Well, that escalated quickly now didn’t it. In one of the most anticipated fights of the year, Max Holloway once again showcased his superior ability to perform under the bright lights and in hostile territory no less. But the road to victory was by no means a cake walk for the Hawaiian fighter. Former featherweight champion Jose Aldo gave Max Holloway all he could handle before succumbing to ground and pound in the third round. Let’s get a glimpse at some of the big takeaways from UFC 212 and the fantastic main event that shook up the featherweight division.
The biggest issue for Jose Aldo in this fight was getting in on the inside and landing meaningful strikes on the interim champion. He started out strong and his speed was blinding in the opening frame. He kept a busy front hand to keep Holloway at bay as Aldo can throw his fair share of fast jabs to catch his opponents off guard.
It was Aldo’s left hook, right straight combination that stunned Holloway in the first followed by a nice flying knee.
It was a beautiful display of Aldo’s speed, power, and precision. But after taking a moment to consider what that kind of explosion took out of Aldo’s gas tank, you have to wonder if he was pushing himself too hard too fast in hopes of getting a big win in front of the hometown crowd.

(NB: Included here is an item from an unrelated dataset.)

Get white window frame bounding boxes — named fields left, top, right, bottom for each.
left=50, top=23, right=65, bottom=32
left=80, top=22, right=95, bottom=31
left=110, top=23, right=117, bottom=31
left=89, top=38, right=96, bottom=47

By the end of the first we saw Holloway loosen up a bit and open up with a spinning back kick to Aldo’s body.
As I mentioned in my breakdown, as soon as Max Holloway decided to start going first, his offense started to become more effective. Holloway is great at counter fighting as well as being the aggressor. In a fight with a faster competitor with sharp counter punching skills, staying busy with in and out jabs, feinting, and being the aggressor is all needed. Max Holloway started using these tools in the second round which started to throw off Jose Aldo’s rhythm. Max Holloway began to turn the tide by moving forward, shifting back when Aldo committed, then countering back before the former champ could recover defensively.
That doesn’t mean Aldo wasn’t still in the game as his counters were still looking sharp.
By the time the third round came around, Max Holloway was fully in his rhythm and started to throw more volume. Rather than load up on power shots, as Aldo was tending to do, Holloway was content to just simply touch the champion with potshots.
In the end, it was the basic jab-cross that got the job done, but it was the rhythm change the separated the first and second combinations that made the shots so devastating.
Holloway throws the jab-cross that just touches Aldo, but rather than move all the way out after the combination he avoids the left hook counter and follows up with a counter one-two that ultimately signaled the end of Jose Aldo’s reign as champion.
It’ll be interesting to see who the UFC matches Max Holloway up with next. My guess is that it will be a little known New Jersey native. You know, the former lightweight champion Frankie Edgar.
What did you think of the performance of Max Holloway?